O que artistas de todo o mundo querem nos dizer ao fazer do canibalismo o tema de suas obras? Quem visitar Berlim poderá ver no espaço de exposição "me Collectors Room" diversas tentativas de resposta a essa pergunta.

Will Cotton, 'Consuming Folly', 2009-2010Foto: Will Cotton/Mary Boone Gallery

Segundo Jeanette Zwingenberger, curadora da exposição Alles Kannibalen? (Todos canibais?), a ideia da mostra no espaço de exposições berlinense "me Collectors Room" nasceu do fato de há cerca de dez anos artistas contemporâneos se ocuparem do tema da antropofagia.

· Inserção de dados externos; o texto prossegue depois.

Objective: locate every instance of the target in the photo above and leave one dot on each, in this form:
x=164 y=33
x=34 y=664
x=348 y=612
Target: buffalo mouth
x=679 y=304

Além da parte contemporânea da exposição, que abrange fotografias, vídeos, instalações, esculturas, desenhos e pinturas de 40 artistas internacionais, são mostradas também obras históricas em torno do tema da antropofagia, como fotografias das primeiras viagens de pesquisa etnográfica ou objetos etnográficos de culturas não europeias.

Não se trata, explica Zwingenberger, do clichê dos selvagens canibais, mas de "um conceito ampliado de canibalismo", no qual a relação do ser humano consigo e com o mundo se realiza por meio da "incorporação".



Tendências da sociedade


Através de uma série de questionamentos, os curadores da mostra, realizada em cooperação com a fundação La maison rouge, de Paris, lançam uma visão sobre diversas tendências de nossa sociedade, que artistas como a norte-americana Cindy Sherman, o alemão Norbert Bisky e os brasileiros Vik Muniz e Adriana Varejão resgatam em Todos canibais?

Na era do pós-colonialismo, a assimilação entre as diferentes culturas não seria um dos frutos da globalização? Ao explorar os recursos naturais do planeta, não estaríamos devorando a Terra? Em tempos de crise econômica, qual o destino da nossa sociedade de consumo?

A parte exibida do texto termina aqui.